Les humains forment une société parce qu’ils sont capables de communiquer et de se comprendre. « Quand un interlocuteur est frustré ou manifeste une certaine émotion, l’autre peut adapter son interaction », explique Jussi Jokinen, professeur associé en sciences cognitives à l’Université de Jyväskylä, en Finlande. Pour le chercheur, les intelligences artificielles devraient avoir les mêmes capacités.
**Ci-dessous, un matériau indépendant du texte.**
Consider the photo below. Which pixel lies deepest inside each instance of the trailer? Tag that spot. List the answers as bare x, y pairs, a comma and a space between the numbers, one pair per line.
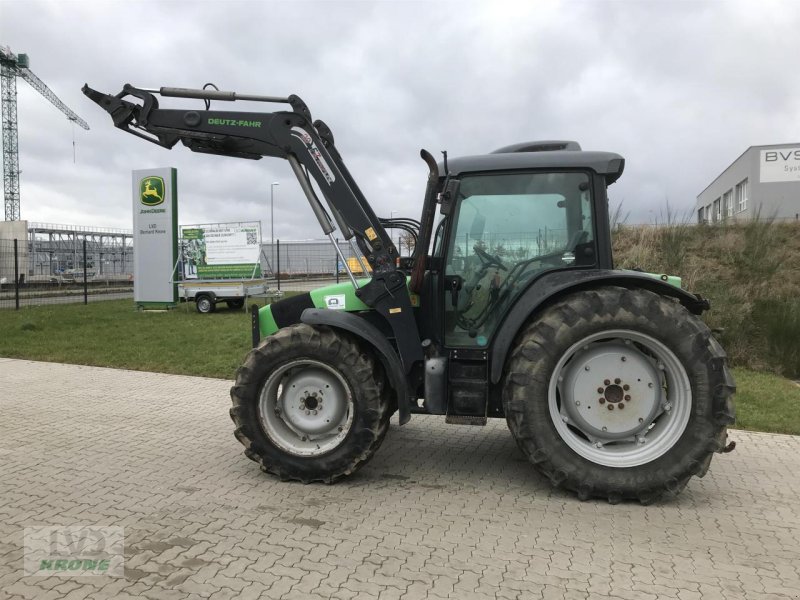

Dans un contexte où les citoyens utilisent de plus en plus des outils d’IA, il estime que « le risque est que le fonctionnement des IA devienne de plus en plus différent du nôtre, ce qui causera des frictions et des frustrations chez les utilisateurs ». Introduire dans les modèles informatiques des solutions qui permettraient aux ordinateurs de prédire et de s’adapter aux émotions des interlocuteurs humains pourrait ainsi favoriser la fluidité des interactions. « C’est un sujet sensible, car cela soulève également le risque que les IA puissent manipuler les humains. »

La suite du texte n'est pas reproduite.